Often I am reminded of my luck. I do reiterate my thanks to them with a “thank you” out the door, on the phone, or in a text regularly, but truly - a million thank you’s couldn’t be enough. In fact, when many folks hear & understand the relationship we share with Jason’s parents and godmother, they share stories about themselves – about their pasts, their own children, and what they wish for the future. Many wish their families were closer, or that they were once close with family when they were young, or another story that always solidifies our extreme gratitude for our own situation. When it comes to Maddy’s peanut allergy, we realize our appreciation for them especially  – to have family help manage food allergies is a blessing. They are trustworthy and it helps that we are not alone – all adding up to allowing Maddy’s life experiences to be more rich and positive.

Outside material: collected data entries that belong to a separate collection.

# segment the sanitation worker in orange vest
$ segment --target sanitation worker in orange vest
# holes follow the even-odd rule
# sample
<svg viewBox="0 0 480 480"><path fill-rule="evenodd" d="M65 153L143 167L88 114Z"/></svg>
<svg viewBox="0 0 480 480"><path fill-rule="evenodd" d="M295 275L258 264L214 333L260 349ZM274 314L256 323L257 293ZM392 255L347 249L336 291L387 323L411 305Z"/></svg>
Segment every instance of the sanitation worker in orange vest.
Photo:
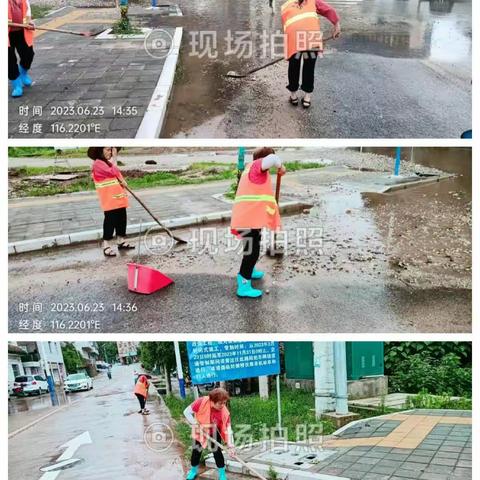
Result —
<svg viewBox="0 0 480 480"><path fill-rule="evenodd" d="M332 24L332 37L340 35L340 17L324 0L287 0L282 5L282 23L285 34L285 58L288 60L290 103L298 105L297 92L305 92L302 106L309 108L315 81L315 63L323 52L322 31L318 15ZM303 68L302 68L303 59ZM300 85L300 71L302 85Z"/></svg>
<svg viewBox="0 0 480 480"><path fill-rule="evenodd" d="M141 413L142 415L149 415L150 411L145 408L145 404L147 403L147 398L148 398L148 389L150 388L150 382L148 381L148 378L145 375L140 375L138 377L137 383L135 384L135 390L133 393L138 399L138 402L140 403L140 410L138 413Z"/></svg>
<svg viewBox="0 0 480 480"><path fill-rule="evenodd" d="M223 388L215 388L207 397L201 397L189 405L183 414L192 425L193 449L191 466L187 474L187 480L194 480L198 475L200 457L202 450L207 446L213 452L215 463L218 468L219 480L227 480L225 473L225 458L221 448L209 442L205 433L217 440L227 444L230 455L235 455L233 433L230 423L230 412L226 405L230 396Z"/></svg>
<svg viewBox="0 0 480 480"><path fill-rule="evenodd" d="M117 166L116 147L90 147L87 155L93 160L92 178L104 211L103 254L115 257L111 241L115 234L118 250L131 250L135 247L125 240L127 232L128 196L122 173Z"/></svg>
<svg viewBox="0 0 480 480"><path fill-rule="evenodd" d="M30 87L32 79L28 71L33 62L32 13L28 0L8 0L8 23L21 23L23 27L8 27L8 79L12 85L12 97L21 97L23 87ZM17 53L20 57L18 65Z"/></svg>
<svg viewBox="0 0 480 480"><path fill-rule="evenodd" d="M257 298L262 290L252 287L252 280L260 280L264 273L255 268L260 256L262 228L276 231L281 227L280 213L272 189L270 169L284 175L285 167L272 148L253 152L253 162L245 167L240 177L232 210L232 233L243 239L243 259L237 275L237 295Z"/></svg>

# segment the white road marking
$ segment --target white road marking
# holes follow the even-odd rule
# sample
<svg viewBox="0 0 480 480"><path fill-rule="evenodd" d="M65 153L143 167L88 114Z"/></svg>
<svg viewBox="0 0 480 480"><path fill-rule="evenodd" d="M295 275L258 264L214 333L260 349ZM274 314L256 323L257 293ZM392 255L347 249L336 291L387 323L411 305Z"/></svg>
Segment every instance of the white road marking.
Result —
<svg viewBox="0 0 480 480"><path fill-rule="evenodd" d="M57 458L57 463L55 465L49 465L46 468L58 468L59 462L64 462L65 460L70 460L74 453L82 446L92 443L92 438L90 437L89 432L83 432L72 440L69 440L67 443L64 443L60 448L65 448L65 451ZM69 462L68 462L69 463ZM45 472L40 480L55 480L60 475L61 470Z"/></svg>

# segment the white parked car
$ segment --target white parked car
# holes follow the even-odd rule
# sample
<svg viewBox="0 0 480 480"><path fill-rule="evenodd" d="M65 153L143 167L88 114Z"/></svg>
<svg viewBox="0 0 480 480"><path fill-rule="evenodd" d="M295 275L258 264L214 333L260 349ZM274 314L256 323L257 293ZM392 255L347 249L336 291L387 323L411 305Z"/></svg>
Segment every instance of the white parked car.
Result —
<svg viewBox="0 0 480 480"><path fill-rule="evenodd" d="M41 375L21 375L13 382L13 394L17 397L47 392L48 382Z"/></svg>
<svg viewBox="0 0 480 480"><path fill-rule="evenodd" d="M65 392L79 392L80 390L91 390L93 379L86 373L72 373L65 379Z"/></svg>

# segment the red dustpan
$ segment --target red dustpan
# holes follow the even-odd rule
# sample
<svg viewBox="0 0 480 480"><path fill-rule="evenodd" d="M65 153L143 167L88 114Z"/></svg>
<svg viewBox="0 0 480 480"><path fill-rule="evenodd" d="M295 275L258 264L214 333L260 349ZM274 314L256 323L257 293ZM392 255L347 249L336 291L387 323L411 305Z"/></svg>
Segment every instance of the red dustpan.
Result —
<svg viewBox="0 0 480 480"><path fill-rule="evenodd" d="M128 264L128 289L150 295L173 283L173 280L152 267L139 263Z"/></svg>

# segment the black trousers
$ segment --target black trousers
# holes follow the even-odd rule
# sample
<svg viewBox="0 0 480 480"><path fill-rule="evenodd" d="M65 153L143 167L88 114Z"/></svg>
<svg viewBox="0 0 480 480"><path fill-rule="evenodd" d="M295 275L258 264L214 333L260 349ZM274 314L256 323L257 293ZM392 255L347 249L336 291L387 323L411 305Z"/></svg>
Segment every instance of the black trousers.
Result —
<svg viewBox="0 0 480 480"><path fill-rule="evenodd" d="M291 92L301 88L305 93L312 93L315 83L315 63L318 52L301 52L288 60L288 85ZM303 68L302 68L303 58ZM302 85L300 86L300 70L302 71Z"/></svg>
<svg viewBox="0 0 480 480"><path fill-rule="evenodd" d="M216 435L216 440L219 443L221 443L222 441L222 437L220 436L220 432L218 431ZM208 448L213 452L213 458L215 458L215 465L217 465L217 468L225 468L225 458L223 456L222 449L210 442ZM198 467L198 465L200 465L200 457L202 456L202 450L202 444L195 440L193 442L192 458L190 462L192 467Z"/></svg>
<svg viewBox="0 0 480 480"><path fill-rule="evenodd" d="M140 403L140 409L143 410L145 408L145 397L136 393L135 396L138 398L138 402Z"/></svg>
<svg viewBox="0 0 480 480"><path fill-rule="evenodd" d="M127 209L117 208L105 212L103 220L103 239L111 240L116 234L117 237L124 237L127 233Z"/></svg>
<svg viewBox="0 0 480 480"><path fill-rule="evenodd" d="M239 232L243 238L243 259L240 265L240 275L252 279L252 272L260 256L260 241L262 231L259 229L243 230Z"/></svg>
<svg viewBox="0 0 480 480"><path fill-rule="evenodd" d="M35 53L33 52L33 47L27 45L23 36L23 30L10 32L8 38L10 39L10 46L8 47L8 79L15 80L20 75L17 53L20 57L20 65L25 70L29 70L32 66Z"/></svg>

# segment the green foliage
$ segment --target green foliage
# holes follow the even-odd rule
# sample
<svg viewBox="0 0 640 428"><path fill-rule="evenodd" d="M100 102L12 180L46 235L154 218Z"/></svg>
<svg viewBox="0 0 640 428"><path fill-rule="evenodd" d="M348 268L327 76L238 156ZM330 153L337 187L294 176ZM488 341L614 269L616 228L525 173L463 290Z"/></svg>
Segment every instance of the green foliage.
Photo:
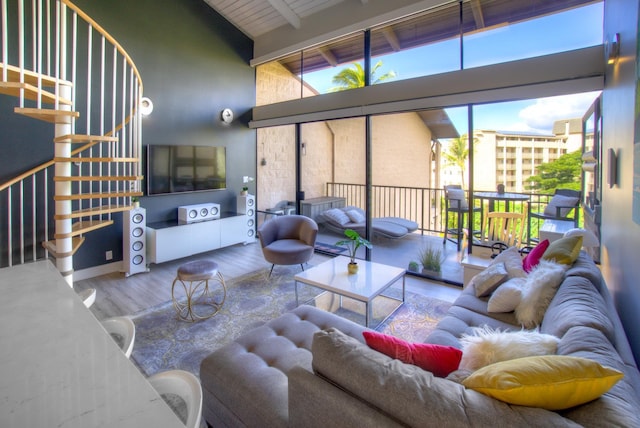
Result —
<svg viewBox="0 0 640 428"><path fill-rule="evenodd" d="M433 272L440 272L442 263L444 263L444 254L440 246L427 244L420 250L418 257L422 267Z"/></svg>
<svg viewBox="0 0 640 428"><path fill-rule="evenodd" d="M467 158L469 157L468 139L467 134L453 138L447 146L446 151L442 153L442 157L447 164L457 166L460 169L460 183L462 184L462 188L465 188L464 177L466 174L464 171L467 166ZM474 138L473 142L475 143L477 140L477 138Z"/></svg>
<svg viewBox="0 0 640 428"><path fill-rule="evenodd" d="M378 61L371 70L371 84L384 82L393 79L396 73L392 70L375 79L376 71L382 66L382 61ZM364 86L364 68L359 63L353 63L353 68L345 68L333 76L331 82L336 85L329 89L329 92L345 91L347 89L362 88Z"/></svg>
<svg viewBox="0 0 640 428"><path fill-rule="evenodd" d="M371 245L371 242L364 239L362 236L358 234L358 232L356 232L353 229L345 230L344 236L346 236L349 239L343 239L342 241L338 241L336 242L335 245L337 246L344 245L345 247L347 247L347 249L349 250L349 258L351 259L351 263L356 262L356 252L358 251L358 248L363 246L367 248L373 248L373 246Z"/></svg>
<svg viewBox="0 0 640 428"><path fill-rule="evenodd" d="M538 167L538 175L529 177L527 189L552 194L556 189L580 190L582 159L580 150L560 156Z"/></svg>

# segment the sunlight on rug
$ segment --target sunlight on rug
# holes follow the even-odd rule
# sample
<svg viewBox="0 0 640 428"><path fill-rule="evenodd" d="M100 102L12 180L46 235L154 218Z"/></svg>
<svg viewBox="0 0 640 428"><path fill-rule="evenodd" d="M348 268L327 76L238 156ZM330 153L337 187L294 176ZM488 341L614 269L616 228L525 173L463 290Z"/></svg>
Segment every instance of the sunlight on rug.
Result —
<svg viewBox="0 0 640 428"><path fill-rule="evenodd" d="M176 317L171 302L147 309L132 318L136 340L131 359L150 376L170 369L183 369L199 376L200 362L211 352L235 340L244 332L264 324L296 306L293 276L298 266L277 266L243 275L227 282L227 298L218 314L207 320L188 323ZM399 290L394 290L396 295ZM300 303L309 301L322 309L364 323L364 305L299 284ZM314 299L315 298L315 299ZM392 299L376 300L373 318L380 321L397 305ZM376 330L409 341L423 341L449 309L438 299L406 293L406 302Z"/></svg>

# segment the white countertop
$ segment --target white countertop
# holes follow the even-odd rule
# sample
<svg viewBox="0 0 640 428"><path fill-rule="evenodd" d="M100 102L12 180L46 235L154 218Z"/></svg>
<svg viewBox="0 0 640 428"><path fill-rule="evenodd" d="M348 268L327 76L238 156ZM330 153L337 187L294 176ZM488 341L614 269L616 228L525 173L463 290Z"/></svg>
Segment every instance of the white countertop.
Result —
<svg viewBox="0 0 640 428"><path fill-rule="evenodd" d="M0 426L184 427L51 262L0 293Z"/></svg>

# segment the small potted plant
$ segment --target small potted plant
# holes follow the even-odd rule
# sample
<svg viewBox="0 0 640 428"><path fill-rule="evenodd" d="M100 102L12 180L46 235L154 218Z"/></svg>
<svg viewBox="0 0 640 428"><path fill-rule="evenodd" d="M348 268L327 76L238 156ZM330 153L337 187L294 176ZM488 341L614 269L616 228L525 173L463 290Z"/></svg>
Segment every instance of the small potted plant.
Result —
<svg viewBox="0 0 640 428"><path fill-rule="evenodd" d="M131 197L131 203L133 204L133 208L140 208L140 199L137 196Z"/></svg>
<svg viewBox="0 0 640 428"><path fill-rule="evenodd" d="M249 188L247 186L244 186L240 191L240 196L247 196L247 193L249 193Z"/></svg>
<svg viewBox="0 0 640 428"><path fill-rule="evenodd" d="M409 262L409 272L418 272L418 269L420 268L420 263L418 263L415 260L411 260Z"/></svg>
<svg viewBox="0 0 640 428"><path fill-rule="evenodd" d="M358 263L356 262L356 252L360 247L372 248L371 242L364 239L362 236L358 234L353 229L347 229L344 231L344 236L348 239L343 239L342 241L336 242L337 246L346 246L349 251L349 264L347 268L349 269L349 274L358 273Z"/></svg>
<svg viewBox="0 0 640 428"><path fill-rule="evenodd" d="M418 256L422 263L422 273L440 276L440 270L444 262L442 248L428 244L420 250Z"/></svg>

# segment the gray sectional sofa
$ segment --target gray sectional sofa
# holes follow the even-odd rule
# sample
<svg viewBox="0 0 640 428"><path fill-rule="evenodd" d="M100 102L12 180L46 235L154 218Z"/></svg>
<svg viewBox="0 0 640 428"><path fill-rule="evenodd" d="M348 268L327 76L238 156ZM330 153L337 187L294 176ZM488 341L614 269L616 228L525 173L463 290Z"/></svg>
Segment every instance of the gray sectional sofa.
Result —
<svg viewBox="0 0 640 428"><path fill-rule="evenodd" d="M460 348L473 326L520 330L467 287L427 342ZM557 353L624 373L600 398L562 411L509 405L364 344L364 327L300 306L206 357L203 416L213 427L640 426L640 374L608 289L583 252L540 325Z"/></svg>

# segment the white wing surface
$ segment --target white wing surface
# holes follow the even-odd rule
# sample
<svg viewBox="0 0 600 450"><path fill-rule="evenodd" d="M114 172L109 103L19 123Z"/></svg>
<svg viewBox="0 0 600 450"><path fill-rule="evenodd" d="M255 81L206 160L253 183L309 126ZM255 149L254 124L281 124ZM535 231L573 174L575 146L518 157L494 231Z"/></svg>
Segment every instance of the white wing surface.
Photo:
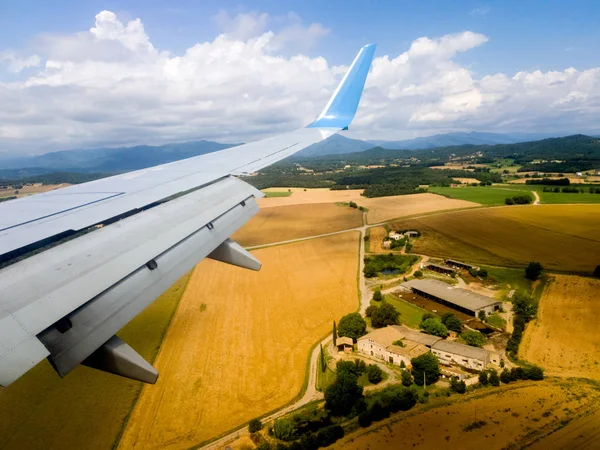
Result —
<svg viewBox="0 0 600 450"><path fill-rule="evenodd" d="M306 128L0 204L0 385L46 357L60 376L86 364L155 382L115 333L205 257L260 269L229 239L262 196L235 175L347 128L374 51Z"/></svg>

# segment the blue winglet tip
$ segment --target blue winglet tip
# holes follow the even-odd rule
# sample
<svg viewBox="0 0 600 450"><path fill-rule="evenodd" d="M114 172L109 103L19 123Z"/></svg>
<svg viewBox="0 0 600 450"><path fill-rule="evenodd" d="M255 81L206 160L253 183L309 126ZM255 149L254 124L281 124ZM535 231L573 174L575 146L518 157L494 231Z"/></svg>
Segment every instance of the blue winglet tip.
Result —
<svg viewBox="0 0 600 450"><path fill-rule="evenodd" d="M348 129L360 102L375 47L375 44L367 44L360 49L323 112L307 128Z"/></svg>

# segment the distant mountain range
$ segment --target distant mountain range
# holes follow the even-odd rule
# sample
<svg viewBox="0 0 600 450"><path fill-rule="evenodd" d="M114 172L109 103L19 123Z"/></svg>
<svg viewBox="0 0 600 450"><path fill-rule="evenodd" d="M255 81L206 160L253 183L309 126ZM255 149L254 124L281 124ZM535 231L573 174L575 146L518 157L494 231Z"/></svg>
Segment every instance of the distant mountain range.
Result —
<svg viewBox="0 0 600 450"><path fill-rule="evenodd" d="M510 144L532 141L541 137L547 136L472 132L438 134L404 141L363 141L337 134L300 151L294 157L315 158L325 155L342 155L363 152L374 147L391 150L416 150L465 144ZM114 174L203 155L234 145L239 144L193 141L161 146L138 145L135 147L64 150L38 156L4 157L3 159L0 157L0 178L20 179L52 172Z"/></svg>

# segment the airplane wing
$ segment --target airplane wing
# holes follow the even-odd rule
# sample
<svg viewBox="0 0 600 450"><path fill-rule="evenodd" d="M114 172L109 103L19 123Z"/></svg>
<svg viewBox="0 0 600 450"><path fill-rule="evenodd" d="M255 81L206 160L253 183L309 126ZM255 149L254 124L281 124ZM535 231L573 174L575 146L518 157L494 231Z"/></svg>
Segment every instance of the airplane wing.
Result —
<svg viewBox="0 0 600 450"><path fill-rule="evenodd" d="M374 51L360 50L306 128L0 204L0 385L44 358L61 377L85 364L154 383L115 333L205 257L260 269L229 239L262 197L235 175L347 128Z"/></svg>

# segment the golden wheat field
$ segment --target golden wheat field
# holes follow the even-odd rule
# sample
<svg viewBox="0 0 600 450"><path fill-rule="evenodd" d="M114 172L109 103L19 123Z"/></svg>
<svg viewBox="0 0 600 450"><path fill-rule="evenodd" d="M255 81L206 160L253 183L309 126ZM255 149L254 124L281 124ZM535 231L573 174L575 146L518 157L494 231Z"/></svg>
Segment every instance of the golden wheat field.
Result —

One of my favorites - all  three surround her & support her, as always.
I was especially reminded of our good fortune on two separate dosage increase appointments in these past weeks. Both September 5th and September 12th, Maddy did exceptionally well. Her body and mind were in it to win it! She had no hives, no tummy upset, and no issues to speak of. Also, both visits were oddly quiet at Dr. Mayer’s office. In fact, the good doctor had the opportunity himself to sit and chat. Each visit, I was able to speak with the support moms that I’ve come to know and love. One of the moms mentioned she didn’t have much family close & her daughter, unfortunately, had no grandparents nearby to visit regularly. I thought of the laughter & smiles that come from Maddy’s visits with all of her grandparents and was sorry for that for her. The other mom’s concern was specifically food allergy related – her daughter isn’t allowed to stay at any friend’s or even any grandparent’s due to the tree nut/peanut allergy, again, reminding me of my luck and gratitude. Not only have I found our village to be exceptionally supportive in raising Maddy, they have been there for us through so much, helping us step by step, rung by rung. I couldn't do any of this, without them.


  1. What a sweet post! Your Maddy is one lucky girl. My parents, too, help us out tremendously, and it's such a HUGE blessing when your family/caregivers understand the severity of a peanut allergy. I know a lot of people don't have that. I hope that you are well, now. I can't even begin to imagine the stress that cancer added to your lives. You have a wonderful family! Wishing Maddy lots of luck on her future treatments!

  2. It does truly take a village to raise a child.You are blessed (as you already know) to have such a village. If more children had that type of village, there would be so much less pain and behavior issues in our teens and young adults. Having loving and involved parents is amazing, having a village to rely on when parents cannot be there gives a security that many children do not have. I am so happy you have such a loving village.